To make the long story short: the answer is Yes, it does. See proof below.

Though everybody have heard about big-o notation lets recall what exactly does these notations mean with a help of Introduction to Algorithms. For a general case it is said Ο(g(n)), Ω(g(n)), Θ(g(n)), but we will consider yours.

Ο(n²)

Ο(n²) notation defines a set of functions for each of which the following statement holds: There exists such positive constants c and n₀ that 0 ≤ f(n) ≤ cn² holds for all n ≥ n₀.

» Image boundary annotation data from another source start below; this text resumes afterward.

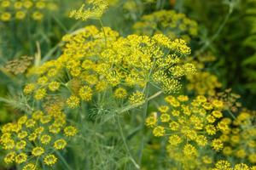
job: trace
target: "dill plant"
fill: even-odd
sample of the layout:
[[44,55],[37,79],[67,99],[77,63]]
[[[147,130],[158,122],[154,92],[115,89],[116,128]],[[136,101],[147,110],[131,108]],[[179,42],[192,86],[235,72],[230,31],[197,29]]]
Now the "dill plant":
[[119,3],[90,0],[73,9],[71,18],[100,26],[67,33],[55,59],[29,69],[16,69],[26,57],[7,65],[29,80],[22,103],[1,99],[23,110],[1,128],[3,162],[23,170],[255,169],[255,112],[221,92],[207,70],[214,56],[191,52],[199,25],[161,9],[135,19],[124,35],[102,20]]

So f(n) is just a function from Ο(n²). Examples 13n, -5, 4n² + 5. All these pertain to Ο(n²).

Ω(n²)

Ω(n²) notation defines a set of functions for each of which the following statement holds: There exists such positive constants c and n₀ that 0 ≤ cn² ≤ f(n) holds for all n ≥ n₀.

So f(n) is just a function from Ω(n²). Examples n⁴ + n - 1, 3ⁿ, n² - 12. All these pertain to Ω(n²).

Θ(n²)

Θ(n²) notation defines a set of functions for each of which the following statement holds: There exists such positive constants c₁, c₂ and n₀ that 0 ≤ c₁n² ≤ f(n) ≤ c₂n² holds for all n ≥ n₀.

Again f(n) is just a function from Θ(n²). These are its representatives n²/2 + 3, 5n².

Proof

I bet saying that a recursive formula is a big-o(n^2), and at the same time a big-omega(n^2) you meant there is a function (lets call it) f(n) pertaining to Ω(n²) and Ο(n²).

From Ω(n²) we have existence of c₁ that c₁n² ≤ f(n) holds. From Ο(n²) we have existence of c₂ that f(n) ≤ c₂n² holds. Consequently we have existence of c₁ and c₂ that c₁n² ≤ f(n) ≤ c₂n², that is exactly what Θ(n²) is about.